Visioni

L’America di Tori Amos

L’America di Tori AmosTori Amos – foto di Paulina Otylie Surys

Note sparse A tre anni dall'ultimo album, la cantautrice statunitense pubblica «Native invader», tra traumi privati e nazionali

Pubblicato circa 7 anni faEdizione del 13 settembre 2017

A tre anni di distanza da Unrepentant Geraldines, caleidoscopico ritorno alla grazia espressa nei suoi migliori dischi anni ’90, la cantautrice statunitense Tori Amos ritorna con il dolente Native Invader, quindici tracce sospese fra traumi privati (la malattia della madre) e «nazionali» (L’America nell’era Trump).
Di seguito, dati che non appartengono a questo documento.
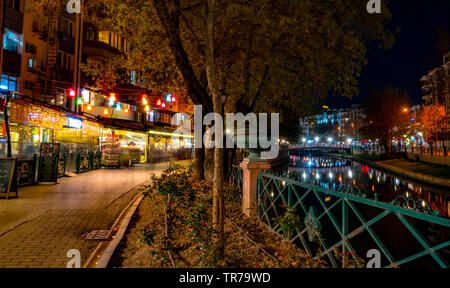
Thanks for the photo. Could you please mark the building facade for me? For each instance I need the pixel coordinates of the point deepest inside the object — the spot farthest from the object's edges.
(39, 69)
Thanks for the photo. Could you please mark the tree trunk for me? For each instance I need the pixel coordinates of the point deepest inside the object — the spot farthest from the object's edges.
(218, 201)
(208, 165)
(199, 157)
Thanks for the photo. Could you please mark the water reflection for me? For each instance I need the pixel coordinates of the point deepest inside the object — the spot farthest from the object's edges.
(331, 173)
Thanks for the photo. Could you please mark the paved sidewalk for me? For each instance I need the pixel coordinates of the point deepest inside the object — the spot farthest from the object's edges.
(38, 228)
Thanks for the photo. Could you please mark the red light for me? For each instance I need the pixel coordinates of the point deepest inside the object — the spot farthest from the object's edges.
(144, 99)
(112, 97)
(72, 92)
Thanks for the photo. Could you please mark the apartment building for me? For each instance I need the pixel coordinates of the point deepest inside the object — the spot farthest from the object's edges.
(436, 85)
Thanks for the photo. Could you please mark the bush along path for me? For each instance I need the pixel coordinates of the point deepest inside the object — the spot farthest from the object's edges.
(173, 229)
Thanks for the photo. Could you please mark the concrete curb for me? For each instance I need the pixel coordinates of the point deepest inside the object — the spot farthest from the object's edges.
(445, 183)
(102, 254)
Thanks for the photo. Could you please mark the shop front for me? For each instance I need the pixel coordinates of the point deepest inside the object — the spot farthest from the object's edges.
(123, 147)
(30, 125)
(80, 144)
(167, 146)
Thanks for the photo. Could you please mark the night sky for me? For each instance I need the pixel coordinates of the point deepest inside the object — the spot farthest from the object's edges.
(412, 55)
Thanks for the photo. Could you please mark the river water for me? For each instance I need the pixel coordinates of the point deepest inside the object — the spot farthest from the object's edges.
(331, 172)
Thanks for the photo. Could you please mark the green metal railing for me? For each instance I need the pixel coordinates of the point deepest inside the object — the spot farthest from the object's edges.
(406, 232)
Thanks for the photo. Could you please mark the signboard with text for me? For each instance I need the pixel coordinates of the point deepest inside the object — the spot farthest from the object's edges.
(49, 162)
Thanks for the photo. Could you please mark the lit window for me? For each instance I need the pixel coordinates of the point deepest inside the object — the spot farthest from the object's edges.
(11, 41)
(9, 81)
(133, 77)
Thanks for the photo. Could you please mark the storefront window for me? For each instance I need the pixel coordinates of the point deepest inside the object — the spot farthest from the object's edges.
(10, 82)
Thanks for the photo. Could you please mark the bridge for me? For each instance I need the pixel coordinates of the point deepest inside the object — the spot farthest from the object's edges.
(322, 147)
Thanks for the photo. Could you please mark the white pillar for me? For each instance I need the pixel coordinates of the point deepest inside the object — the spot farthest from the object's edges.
(251, 170)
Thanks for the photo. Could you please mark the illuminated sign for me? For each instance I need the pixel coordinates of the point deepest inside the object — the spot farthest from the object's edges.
(75, 123)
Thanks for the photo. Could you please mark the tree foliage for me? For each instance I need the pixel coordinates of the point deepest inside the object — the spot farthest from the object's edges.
(433, 119)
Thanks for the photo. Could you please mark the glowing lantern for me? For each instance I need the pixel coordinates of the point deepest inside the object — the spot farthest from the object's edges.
(72, 92)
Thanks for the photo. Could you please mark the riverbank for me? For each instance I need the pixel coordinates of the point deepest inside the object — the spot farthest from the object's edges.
(425, 172)
(177, 234)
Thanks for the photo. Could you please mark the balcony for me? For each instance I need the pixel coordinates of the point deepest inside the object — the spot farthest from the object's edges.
(14, 20)
(11, 62)
(99, 49)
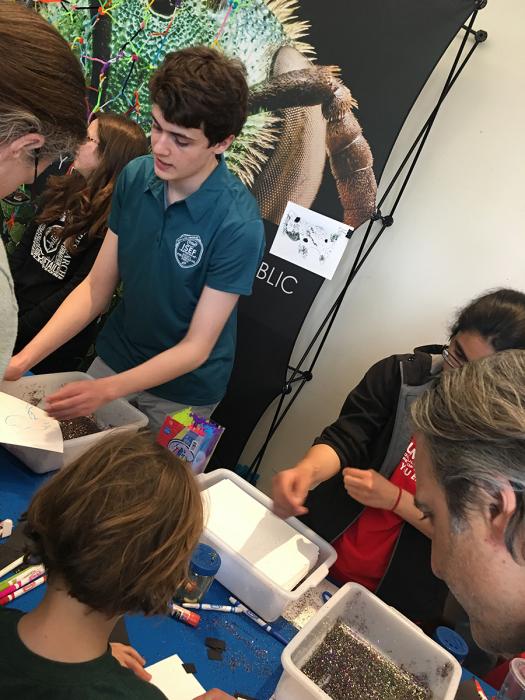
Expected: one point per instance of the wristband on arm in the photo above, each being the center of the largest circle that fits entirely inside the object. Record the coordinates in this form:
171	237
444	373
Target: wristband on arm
397	499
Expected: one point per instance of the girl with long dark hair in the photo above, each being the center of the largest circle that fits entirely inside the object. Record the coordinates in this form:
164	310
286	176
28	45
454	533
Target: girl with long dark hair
59	249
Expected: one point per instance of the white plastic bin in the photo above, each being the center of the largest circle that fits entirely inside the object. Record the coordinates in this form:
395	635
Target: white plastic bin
248	584
387	630
119	414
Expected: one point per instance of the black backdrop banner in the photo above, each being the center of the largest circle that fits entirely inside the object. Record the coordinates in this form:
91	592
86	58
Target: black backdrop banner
386	50
269	323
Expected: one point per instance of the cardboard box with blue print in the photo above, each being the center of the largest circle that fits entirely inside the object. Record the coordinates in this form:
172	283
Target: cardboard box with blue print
190	437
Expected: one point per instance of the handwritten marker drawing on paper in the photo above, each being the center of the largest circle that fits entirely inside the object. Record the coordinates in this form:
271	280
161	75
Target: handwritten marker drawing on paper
29	426
310	240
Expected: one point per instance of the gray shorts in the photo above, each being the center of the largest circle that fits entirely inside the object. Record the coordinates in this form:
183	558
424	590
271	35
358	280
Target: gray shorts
154	407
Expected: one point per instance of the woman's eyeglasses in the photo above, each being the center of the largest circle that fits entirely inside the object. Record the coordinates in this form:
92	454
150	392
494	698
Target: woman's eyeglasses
36	156
451	359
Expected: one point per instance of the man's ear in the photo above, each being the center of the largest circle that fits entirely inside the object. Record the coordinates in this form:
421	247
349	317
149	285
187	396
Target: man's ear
500	511
223	145
23	145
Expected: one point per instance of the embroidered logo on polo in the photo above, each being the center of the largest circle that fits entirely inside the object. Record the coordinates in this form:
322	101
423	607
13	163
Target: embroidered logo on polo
188	250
A un primo ascolto, l’album sembra quasi un compendio di singoli e B-sides, vista l’assoluta varietà di stile, influenze e risultati ondeggianti ma, a un ascolto più attento, emerge con forza quasi un’essenza da grande romanzo americano, capace di fondere fin dal titolo, in un’unica storia universale, cosmogonia, politica e tragedie personali. Spiccano, tra le altre, le ballate per pianoforte «classiche» della cantautrice, come Bang e la spettrale Mary’s Eyes, o il sorprendente trip-hop di Wings.